Mentre saliamo verso i Sette Termini Franco Parini si lascia andare a qualche flash sulla sua vita passata, quella vissuta sulle due ruote come dilettante. Un grande momento per il falco di Bonera di Montegrino, vittorie conquistate ovunque, piazzamenti importanti, al punto che viene chiamato a rappresentare l’Italia nella cronometro a squadre, sfide alla pari con corridori che sarebbero diventati grandi campioni del panorama ciclistico internazionale, uno spazio in cui Franco era sicurissimo di essere chiamato e di poter fare grandi cose. Per tirargli fuori qualcosa bisogna insistere, perché è una persona molto perbene, non si mette mai in giudizi azzardati, ma non ci vuole molto a capire che quel settantacinquenne brillante che scollina insieme a te con l’orgoglio di un ragazzino, era perfettamente cosciente di poter dire la sua nell’olimpo della bici. E’ davvero terribile come in molti casi l’onestà e la buona fede invece di essere premiate diventino vittime del baratto umano, una sorta di bottega in cui la mistificazione prende il sopravvento e distrugge ogni speranza. Franco Parini è un uomo felice, un marito felice, un padre felice e un nonno felice, ma l’idea di essere stato messo da parte non gli va proprio giù. Nella sua onestissima condizione di uomo dabbene non riesce a elaborare il male, soprattutto quello che gli ha impedito di manifestare appieno la propria straordinaria combattività sportiva.

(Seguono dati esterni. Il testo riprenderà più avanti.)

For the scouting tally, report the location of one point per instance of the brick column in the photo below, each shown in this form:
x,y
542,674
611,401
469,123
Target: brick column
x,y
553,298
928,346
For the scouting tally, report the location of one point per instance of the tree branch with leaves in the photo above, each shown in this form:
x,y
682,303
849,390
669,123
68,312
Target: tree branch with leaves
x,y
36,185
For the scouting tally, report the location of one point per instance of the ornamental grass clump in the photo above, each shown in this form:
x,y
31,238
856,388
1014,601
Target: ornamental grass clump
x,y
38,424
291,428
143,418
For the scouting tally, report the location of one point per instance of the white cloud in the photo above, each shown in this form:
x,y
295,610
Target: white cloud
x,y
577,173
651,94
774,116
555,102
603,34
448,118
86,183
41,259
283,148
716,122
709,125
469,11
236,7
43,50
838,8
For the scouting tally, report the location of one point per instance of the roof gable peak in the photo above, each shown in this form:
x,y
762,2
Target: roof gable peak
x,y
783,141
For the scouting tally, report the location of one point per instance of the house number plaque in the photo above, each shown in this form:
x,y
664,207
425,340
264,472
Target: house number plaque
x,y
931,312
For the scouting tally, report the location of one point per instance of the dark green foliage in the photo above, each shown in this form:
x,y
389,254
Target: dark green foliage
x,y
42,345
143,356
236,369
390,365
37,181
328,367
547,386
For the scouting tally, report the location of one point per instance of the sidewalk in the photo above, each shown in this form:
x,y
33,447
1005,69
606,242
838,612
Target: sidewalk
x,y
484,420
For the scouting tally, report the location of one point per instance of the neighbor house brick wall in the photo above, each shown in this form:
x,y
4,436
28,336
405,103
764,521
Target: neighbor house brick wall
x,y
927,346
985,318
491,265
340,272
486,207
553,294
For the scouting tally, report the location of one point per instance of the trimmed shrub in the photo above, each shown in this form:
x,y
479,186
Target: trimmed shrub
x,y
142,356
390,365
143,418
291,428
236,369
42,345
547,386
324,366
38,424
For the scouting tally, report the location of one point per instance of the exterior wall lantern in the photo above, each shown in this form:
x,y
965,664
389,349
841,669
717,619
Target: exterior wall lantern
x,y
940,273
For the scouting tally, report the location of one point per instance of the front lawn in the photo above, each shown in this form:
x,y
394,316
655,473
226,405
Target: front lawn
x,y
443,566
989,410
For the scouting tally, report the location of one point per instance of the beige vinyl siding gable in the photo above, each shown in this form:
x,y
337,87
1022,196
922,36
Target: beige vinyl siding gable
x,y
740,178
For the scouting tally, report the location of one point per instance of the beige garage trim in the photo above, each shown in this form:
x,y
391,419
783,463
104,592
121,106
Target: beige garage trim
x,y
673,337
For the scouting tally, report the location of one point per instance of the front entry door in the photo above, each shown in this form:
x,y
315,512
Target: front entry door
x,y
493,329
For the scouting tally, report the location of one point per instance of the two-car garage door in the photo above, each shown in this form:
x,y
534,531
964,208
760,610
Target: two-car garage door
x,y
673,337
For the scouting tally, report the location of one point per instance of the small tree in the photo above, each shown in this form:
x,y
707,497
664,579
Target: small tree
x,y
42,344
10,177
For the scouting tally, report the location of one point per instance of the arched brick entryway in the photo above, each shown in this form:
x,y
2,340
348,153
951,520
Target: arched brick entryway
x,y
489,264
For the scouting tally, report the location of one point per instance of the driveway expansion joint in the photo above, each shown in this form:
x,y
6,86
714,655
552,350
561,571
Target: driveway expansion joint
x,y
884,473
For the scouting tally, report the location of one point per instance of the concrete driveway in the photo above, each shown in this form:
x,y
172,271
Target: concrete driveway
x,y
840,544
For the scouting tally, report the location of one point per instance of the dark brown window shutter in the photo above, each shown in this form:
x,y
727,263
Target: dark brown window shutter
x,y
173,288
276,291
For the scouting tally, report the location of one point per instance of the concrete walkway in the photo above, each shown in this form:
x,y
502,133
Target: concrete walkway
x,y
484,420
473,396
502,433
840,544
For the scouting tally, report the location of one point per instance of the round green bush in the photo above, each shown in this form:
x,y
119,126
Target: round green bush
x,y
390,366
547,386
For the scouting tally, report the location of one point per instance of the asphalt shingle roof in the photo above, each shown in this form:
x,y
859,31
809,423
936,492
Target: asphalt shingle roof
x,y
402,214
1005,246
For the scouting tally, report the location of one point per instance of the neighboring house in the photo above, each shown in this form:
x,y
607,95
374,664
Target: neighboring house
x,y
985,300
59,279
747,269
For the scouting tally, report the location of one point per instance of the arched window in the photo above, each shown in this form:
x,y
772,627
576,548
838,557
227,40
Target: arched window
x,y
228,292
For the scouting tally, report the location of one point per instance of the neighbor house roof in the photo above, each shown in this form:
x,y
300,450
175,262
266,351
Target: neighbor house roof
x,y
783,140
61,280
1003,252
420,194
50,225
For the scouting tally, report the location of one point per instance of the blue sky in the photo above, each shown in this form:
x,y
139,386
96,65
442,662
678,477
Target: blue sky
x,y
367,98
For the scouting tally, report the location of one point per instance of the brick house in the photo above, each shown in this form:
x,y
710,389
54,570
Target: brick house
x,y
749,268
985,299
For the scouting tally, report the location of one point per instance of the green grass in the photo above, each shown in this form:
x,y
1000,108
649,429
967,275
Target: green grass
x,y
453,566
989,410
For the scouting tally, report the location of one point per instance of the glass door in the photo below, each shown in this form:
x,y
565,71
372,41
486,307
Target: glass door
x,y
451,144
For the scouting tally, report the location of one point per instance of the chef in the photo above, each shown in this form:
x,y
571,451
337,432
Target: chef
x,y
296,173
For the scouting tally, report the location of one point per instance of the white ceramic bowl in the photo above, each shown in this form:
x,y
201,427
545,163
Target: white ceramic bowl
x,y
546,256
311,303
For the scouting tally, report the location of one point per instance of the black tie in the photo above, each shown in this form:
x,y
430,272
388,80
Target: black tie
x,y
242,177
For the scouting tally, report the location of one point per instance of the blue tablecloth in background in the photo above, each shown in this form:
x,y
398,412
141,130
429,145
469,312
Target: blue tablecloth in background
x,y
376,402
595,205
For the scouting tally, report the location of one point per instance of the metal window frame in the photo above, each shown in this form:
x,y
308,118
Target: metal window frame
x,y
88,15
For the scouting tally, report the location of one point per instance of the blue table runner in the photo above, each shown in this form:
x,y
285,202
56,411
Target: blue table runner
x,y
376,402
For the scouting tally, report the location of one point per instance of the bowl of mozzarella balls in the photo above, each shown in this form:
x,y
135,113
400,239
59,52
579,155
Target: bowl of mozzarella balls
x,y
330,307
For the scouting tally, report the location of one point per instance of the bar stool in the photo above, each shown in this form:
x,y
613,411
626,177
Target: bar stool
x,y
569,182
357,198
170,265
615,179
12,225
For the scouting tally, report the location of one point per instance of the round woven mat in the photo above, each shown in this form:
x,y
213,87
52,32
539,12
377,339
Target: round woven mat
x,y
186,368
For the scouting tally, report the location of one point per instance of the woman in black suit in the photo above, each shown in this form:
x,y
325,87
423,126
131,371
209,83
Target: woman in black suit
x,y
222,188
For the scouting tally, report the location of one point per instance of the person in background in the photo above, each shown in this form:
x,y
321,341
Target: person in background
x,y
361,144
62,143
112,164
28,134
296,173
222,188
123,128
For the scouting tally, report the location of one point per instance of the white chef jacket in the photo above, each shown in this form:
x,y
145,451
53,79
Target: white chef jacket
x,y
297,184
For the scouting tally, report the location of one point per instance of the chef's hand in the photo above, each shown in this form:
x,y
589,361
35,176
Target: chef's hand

E’ incredibilmente brutto sapere di valere, di essere all’altezza, di poter fare tantissimo e dover renderti conto che quel mondo che hai davanti, al quale hai donato la parte migliore di te stesso, gode nel vederti messo da parte come se non valessi nulla. Invidia, egoismo, cattiveria, ignoranza hanno una ricaduta gravissima sul genere umano e purtroppo in molti casi hanno la meglio. Pedaliamo con l’idea che ogni pedalata sia il ricostituente migliore per la nostra vita e non solo, lo facciamo di proposito perché crediamo veramente nella forza terapeutica dello sport, nella sua capacità di lenire le sofferenze, di rigenerare e di rilanciare. E’ la prima volta che pedalo con una persona che non si esibisce, che non vuole dimostrarti che è più forte di te, che sa dosare con venerabile parsimonia la sua forza. Pedaliamo con la convinzione che stare bene si può e che in fondo basta poco, basta forse saper apprezzare una bellissima giornata di settembre e accettare di far un po’ di fatica, quella che non collassa, ma che aiuta il fisico e la mente a rigenerarsi e a ritrovarsi. Ogni tanto il Franco si gira e mi dice se va tutto bene. Come può non andare tutto bene con un ex campione del mondo che a settantacinque anni sale verso i Sette Termini senza esibire il benché minimo sforzo. Pedalare dietro di lui è un onore. In alcuni tratti il mio respiro diventa pesante e ho cinque anni di meno, lui invece è inossidabile, non lo senti, è silenzioso, sale regolare come sempre, compatto e immobile. Ha un occhio incredibile, non perde una virgola di tutto quello che gli gira intorno, è attento e ascolta, capisci che ha ancora la stoffa del campione. Ogni tanto lo provoco. “Come sarebbe andata nella cronometro, col Binda?”. Mi guarda e sorride, forse vorrebbe dirmi qualcosa, ma capisco che è meglio non continuare. Eppure sono convinto che il Franco, nelle gare a cronometro, le avrebbe suonate a chiunque, forse anche a quel Jaques Anquetil che aveva incontrato durante un allenamento in Francia. Passista, velocista, scalatore, cronomen, era un corridore perfetto sotto ogni punto di vista e in più con un carattere combattivo e generoso, capace di essere obbediente e aggressivo.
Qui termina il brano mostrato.